One thing I’ve always liked about Disney films is their incorporation of the real world into their universes. There’s a great Easter egg in Zootopia which references other Disney movies with bootleg DVDs of Pig Hero Six and Meowana. A simple twist on a name can be wonderful for a light-hearted story.

On the slyer side, The Lion King shows Scar in discourse with a skull as a nod to the play Hamlet for which it’s based. With as tight a script as most Disney movies have, their references must have significance to justify their existence.

Most of the time, the purpose for including a reference revolves around the character making the reference. These often reveal character like when someone refers to themselves with mention of another person. “I want to fly like Jordan,” shows who the character looks up to, hints at their interests, and suggests the scope of what they wish to achieve.

A character could get the reference wrong and show their lack of intelligence. They could make an outdated reference no one around them understands revealing their age and inability to connect with the youth. A freshly dethawed Captain America would be a prime example of this conflict. A slummy, hard-boiled character whose worldview has been narrowed by their traumatized upbringing might surmise, “The point of The Boy Who Cried Wolf is don’t get caught without a burner.”

And if you want a reference to land, consider the person delivering it. Most references are so commonplace (to the author) that they get misused due to that normalization. An office-worker my have more papers in their inbox than they can handle but if they were born and raised in Florida all their lives they’re less likely to say, “I’m snowed under.” Remember who’s speaking.
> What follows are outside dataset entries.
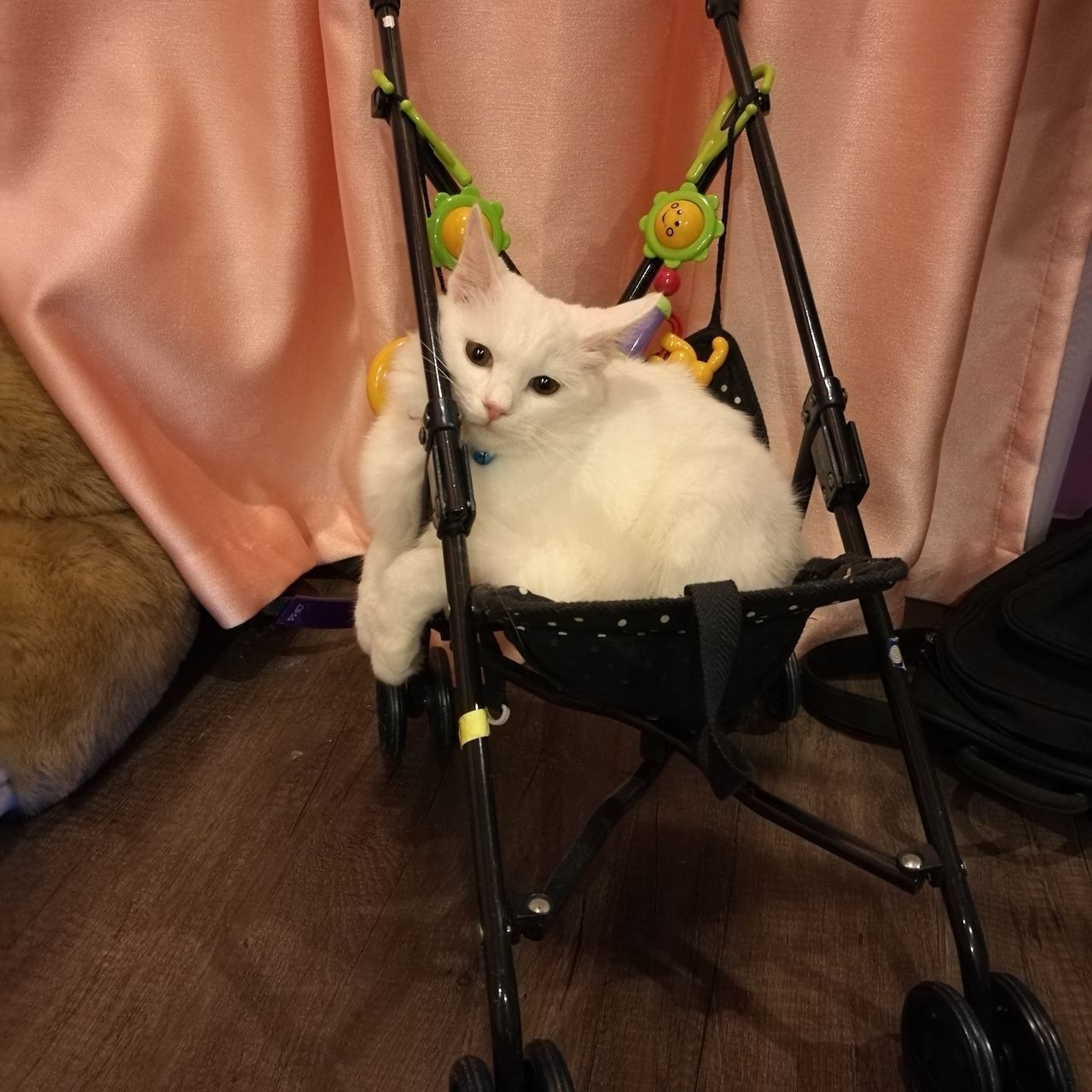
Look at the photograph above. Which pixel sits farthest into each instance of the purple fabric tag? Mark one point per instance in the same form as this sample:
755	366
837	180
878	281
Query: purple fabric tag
316	612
Most of these examples have been in the context of being delivered by characters through dialog and with stories of their own. Reason being, there’s a great leap between these users and when a narrator gives the same references.
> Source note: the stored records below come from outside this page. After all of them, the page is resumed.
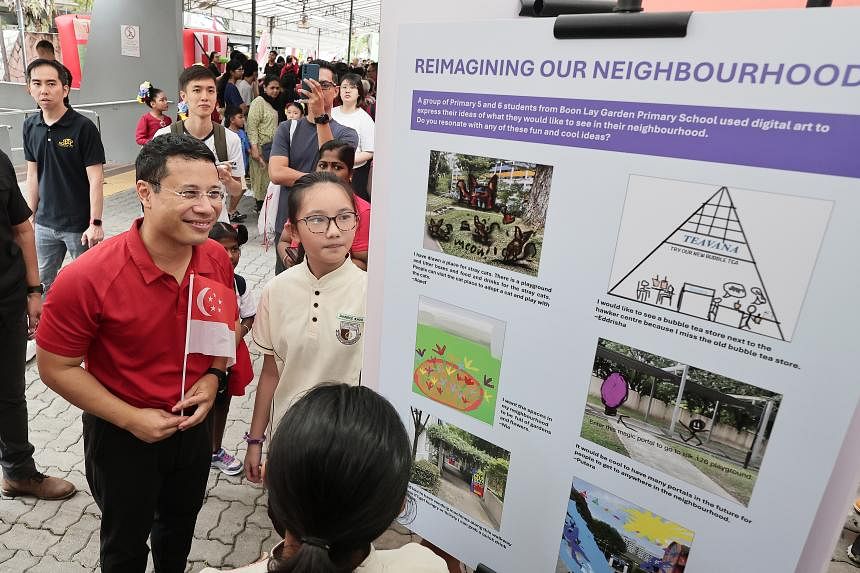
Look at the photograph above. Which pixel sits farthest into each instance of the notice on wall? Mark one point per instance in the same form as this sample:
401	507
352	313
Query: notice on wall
130	40
619	288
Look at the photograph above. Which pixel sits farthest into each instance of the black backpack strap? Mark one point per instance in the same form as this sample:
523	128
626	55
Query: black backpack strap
220	135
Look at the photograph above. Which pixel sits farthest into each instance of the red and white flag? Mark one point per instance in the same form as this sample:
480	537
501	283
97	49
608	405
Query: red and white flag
211	326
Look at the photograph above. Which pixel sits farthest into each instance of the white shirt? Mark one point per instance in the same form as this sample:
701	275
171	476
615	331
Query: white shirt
313	327
362	123
411	558
234	156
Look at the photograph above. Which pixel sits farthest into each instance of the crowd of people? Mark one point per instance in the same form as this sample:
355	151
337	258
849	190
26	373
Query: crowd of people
338	457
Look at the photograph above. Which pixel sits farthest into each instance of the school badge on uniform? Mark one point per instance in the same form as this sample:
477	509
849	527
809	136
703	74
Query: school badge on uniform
351	326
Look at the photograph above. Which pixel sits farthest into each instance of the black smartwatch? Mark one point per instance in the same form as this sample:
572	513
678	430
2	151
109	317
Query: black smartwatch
221	375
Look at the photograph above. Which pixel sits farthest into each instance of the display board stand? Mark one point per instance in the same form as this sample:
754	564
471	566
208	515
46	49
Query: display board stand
623	264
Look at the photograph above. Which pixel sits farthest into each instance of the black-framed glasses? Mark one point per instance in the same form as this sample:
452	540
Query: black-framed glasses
318	224
215	196
333	165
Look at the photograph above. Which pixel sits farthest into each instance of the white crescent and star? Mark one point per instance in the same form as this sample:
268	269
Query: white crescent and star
200	306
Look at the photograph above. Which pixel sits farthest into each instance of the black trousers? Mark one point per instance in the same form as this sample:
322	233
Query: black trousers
146	490
16	452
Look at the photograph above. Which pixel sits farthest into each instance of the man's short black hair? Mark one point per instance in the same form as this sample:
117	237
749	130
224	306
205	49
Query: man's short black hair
195	72
250	68
45	45
324	65
61	70
151	162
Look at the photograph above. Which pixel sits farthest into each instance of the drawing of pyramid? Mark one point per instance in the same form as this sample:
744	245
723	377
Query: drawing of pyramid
705	268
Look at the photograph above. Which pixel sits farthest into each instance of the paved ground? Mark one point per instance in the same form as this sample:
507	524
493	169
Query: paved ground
232	528
666	461
457	493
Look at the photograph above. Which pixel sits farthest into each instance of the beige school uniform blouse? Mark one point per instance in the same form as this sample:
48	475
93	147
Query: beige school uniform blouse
314	328
411	558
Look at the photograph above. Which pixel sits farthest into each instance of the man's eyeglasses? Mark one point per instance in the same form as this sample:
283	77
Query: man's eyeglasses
330	165
318	224
215	196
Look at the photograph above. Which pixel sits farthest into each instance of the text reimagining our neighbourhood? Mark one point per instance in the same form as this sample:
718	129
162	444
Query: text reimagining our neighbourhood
796	141
751	73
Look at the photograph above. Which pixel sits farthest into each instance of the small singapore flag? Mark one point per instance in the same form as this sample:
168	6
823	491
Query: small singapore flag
211	327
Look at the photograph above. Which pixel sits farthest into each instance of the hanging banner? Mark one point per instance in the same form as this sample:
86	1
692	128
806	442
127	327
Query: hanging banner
619	289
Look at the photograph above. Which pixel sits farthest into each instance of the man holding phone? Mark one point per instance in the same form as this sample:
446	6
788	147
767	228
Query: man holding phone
197	89
297	156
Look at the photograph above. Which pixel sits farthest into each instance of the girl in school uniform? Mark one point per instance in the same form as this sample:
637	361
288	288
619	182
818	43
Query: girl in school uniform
337	476
310	319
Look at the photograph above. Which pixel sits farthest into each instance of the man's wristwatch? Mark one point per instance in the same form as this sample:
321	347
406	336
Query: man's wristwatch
221	375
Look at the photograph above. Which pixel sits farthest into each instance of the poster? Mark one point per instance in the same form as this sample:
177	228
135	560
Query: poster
130	40
618	289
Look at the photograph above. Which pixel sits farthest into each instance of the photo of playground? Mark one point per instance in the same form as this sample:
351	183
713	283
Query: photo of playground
463	470
705	429
487	210
604	534
458	358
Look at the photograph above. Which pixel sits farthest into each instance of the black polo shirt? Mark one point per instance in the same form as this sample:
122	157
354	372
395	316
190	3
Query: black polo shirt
63	151
13	211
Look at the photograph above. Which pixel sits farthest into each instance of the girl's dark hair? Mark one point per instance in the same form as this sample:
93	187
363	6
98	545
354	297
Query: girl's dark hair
151	95
297	194
221	230
337	476
355	80
232	66
230	113
345	151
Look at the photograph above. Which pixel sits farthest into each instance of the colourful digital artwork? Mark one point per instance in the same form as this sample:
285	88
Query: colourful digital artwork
457	372
636	539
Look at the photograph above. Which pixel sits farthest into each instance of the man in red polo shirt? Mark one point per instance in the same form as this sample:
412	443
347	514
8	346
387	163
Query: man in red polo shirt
121	308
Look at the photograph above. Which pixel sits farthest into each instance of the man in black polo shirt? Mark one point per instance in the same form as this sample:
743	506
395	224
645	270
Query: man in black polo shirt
65	171
20	308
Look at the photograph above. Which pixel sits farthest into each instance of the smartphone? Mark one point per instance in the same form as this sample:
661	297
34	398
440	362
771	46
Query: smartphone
310	71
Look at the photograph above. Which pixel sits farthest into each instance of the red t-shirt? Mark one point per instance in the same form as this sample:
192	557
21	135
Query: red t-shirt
127	318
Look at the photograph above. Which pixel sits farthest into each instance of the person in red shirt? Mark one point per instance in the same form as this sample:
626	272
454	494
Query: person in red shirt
155	118
121	310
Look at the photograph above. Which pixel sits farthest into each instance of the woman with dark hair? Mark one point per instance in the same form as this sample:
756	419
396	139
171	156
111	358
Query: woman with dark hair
352	115
226	90
264	115
337	476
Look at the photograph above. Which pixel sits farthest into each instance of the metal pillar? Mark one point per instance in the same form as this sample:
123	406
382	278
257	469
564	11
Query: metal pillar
20	10
349	43
713	421
759	438
676	413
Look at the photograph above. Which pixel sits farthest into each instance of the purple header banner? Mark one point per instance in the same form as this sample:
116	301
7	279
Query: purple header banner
795	141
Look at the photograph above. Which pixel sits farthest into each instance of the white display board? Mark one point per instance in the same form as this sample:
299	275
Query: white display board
614	287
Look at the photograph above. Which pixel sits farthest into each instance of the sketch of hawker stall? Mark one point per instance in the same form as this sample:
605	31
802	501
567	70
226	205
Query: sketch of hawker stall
707	267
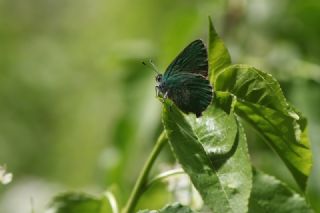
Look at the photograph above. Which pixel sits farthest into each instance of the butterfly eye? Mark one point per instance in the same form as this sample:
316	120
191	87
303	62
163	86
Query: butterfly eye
159	77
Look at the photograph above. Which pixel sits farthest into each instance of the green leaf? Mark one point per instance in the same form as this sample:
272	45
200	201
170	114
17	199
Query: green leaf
212	150
78	203
260	101
172	208
219	56
270	195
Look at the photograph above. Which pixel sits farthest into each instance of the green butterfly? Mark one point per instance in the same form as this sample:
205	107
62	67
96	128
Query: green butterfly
186	82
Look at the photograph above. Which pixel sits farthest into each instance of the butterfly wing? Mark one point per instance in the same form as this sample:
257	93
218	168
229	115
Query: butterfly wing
190	92
193	59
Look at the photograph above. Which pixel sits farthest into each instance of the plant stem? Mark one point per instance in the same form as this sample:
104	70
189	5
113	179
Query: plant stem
163	176
142	179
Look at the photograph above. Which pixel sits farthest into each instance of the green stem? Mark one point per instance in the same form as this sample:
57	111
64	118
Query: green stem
142	179
163	176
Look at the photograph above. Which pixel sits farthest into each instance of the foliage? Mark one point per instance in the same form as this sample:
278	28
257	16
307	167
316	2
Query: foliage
212	150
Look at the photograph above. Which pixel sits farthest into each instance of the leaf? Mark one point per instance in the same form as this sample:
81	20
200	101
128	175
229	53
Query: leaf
260	101
219	56
270	195
216	161
78	203
172	208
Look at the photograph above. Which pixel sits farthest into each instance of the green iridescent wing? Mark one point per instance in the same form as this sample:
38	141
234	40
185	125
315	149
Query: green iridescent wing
193	59
190	92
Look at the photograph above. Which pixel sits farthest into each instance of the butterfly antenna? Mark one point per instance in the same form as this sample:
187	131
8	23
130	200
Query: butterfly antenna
151	66
154	66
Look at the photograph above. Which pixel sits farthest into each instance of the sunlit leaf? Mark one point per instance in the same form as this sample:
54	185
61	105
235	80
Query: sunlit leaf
219	56
78	203
172	208
270	195
217	162
260	101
An old character spouting an outdated reference and expecting a laugh from the other characters nearby can be humorous. A writer spouting the same and expecting a laugh from the audience is pathetic and shatters the fourth wall that you were possibly enjoying yourself.

Don’t forget the core of writing is communication. If no one can understand the point you’re trying to make because the shorthand used to explain the conflict drew a blank in their mind, then you haven’t communicated your point.
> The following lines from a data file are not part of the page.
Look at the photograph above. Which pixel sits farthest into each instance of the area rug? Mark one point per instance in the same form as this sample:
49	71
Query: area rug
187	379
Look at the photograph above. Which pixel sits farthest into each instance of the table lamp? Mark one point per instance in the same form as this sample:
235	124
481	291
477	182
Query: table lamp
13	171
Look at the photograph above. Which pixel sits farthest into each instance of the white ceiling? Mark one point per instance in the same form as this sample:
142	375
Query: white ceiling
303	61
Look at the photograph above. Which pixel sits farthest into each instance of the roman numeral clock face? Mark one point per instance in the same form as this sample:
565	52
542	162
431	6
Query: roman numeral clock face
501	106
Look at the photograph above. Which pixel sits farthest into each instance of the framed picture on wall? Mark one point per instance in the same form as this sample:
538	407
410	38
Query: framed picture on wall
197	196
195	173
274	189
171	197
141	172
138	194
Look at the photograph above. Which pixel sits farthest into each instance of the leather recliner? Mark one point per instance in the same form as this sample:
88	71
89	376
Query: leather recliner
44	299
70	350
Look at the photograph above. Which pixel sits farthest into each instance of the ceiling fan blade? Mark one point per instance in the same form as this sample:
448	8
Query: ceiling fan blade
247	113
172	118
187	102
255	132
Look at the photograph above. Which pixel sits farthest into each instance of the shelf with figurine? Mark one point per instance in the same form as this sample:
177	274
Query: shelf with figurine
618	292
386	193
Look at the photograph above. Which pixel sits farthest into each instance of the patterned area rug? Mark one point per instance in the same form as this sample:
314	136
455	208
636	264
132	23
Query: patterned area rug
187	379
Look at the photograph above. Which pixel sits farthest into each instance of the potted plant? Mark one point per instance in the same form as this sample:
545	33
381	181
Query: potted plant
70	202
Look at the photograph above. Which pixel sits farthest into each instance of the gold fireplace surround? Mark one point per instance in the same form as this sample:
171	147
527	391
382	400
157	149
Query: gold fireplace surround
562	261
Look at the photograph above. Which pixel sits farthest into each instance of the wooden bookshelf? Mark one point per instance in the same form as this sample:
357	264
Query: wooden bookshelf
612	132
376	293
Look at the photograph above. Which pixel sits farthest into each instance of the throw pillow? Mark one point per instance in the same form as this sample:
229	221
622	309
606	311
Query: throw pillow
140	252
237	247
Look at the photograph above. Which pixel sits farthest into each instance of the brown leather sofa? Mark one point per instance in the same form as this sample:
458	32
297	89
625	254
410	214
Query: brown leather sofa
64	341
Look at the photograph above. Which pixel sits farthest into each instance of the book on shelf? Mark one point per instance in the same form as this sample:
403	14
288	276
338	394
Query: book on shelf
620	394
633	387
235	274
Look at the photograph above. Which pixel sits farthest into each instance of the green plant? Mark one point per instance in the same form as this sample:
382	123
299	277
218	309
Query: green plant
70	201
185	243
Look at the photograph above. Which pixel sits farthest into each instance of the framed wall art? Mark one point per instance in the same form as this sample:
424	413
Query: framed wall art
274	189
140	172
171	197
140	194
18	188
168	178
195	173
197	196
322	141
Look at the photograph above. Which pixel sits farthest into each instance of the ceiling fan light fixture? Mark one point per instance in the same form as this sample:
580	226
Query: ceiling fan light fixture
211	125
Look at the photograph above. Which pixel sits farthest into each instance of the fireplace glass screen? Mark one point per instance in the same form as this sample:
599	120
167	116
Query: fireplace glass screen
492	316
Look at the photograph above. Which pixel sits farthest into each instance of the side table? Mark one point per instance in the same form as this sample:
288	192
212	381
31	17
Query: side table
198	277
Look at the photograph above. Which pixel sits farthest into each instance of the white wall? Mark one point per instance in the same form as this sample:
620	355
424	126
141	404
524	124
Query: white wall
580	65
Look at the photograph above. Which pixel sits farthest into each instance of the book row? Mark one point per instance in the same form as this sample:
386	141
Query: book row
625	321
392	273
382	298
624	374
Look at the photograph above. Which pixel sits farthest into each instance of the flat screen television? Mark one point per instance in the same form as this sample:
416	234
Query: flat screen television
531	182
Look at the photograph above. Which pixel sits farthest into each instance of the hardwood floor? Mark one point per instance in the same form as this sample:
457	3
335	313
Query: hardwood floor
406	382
“The bandits are deep in those mountains; their home turf. Finding them’ll be like finding a needle in a haystack. But we can’t let them escape today and come back tomorrow to overrun the village.”

Sure it’s a cliché (or two) but the central conflict for an entire act or story is summed up in three sentences.

It’s better than:

“The Hititats have stowed themselves deeper than voles in those peaks. Observing betwixt the seams of a fine silk, that’s how grim our quest must be endured. Still, them springing like conifers out their mounds into our lands is inexcusable.”

I’m being hyperbolic with this example but there are some people who take references that seriously. I once came across a publishing house which expressly stated in their submission advice to avoid too specific references with the editor stating, “No one cares about how the rug really tied the room together.”

My heart is with that editor. A reference to something I like won’t make me care about the thing referencing it. Ready Player One is probably the best example of this from the stance that without its likeable protagonist the story would’ve died a death.

As a whole, references are a great way to improve a story’s economy of words, convey emotions, stakes, characteristics, personalities, draw allusions, build tension with dramatic irony, and good for the nice old-fashioned joke.

Like any element of a story, a bit of forethought and review reveals the place of a reference in your story. Where it has the greatest impact and interweaves seamlessly into the fabric.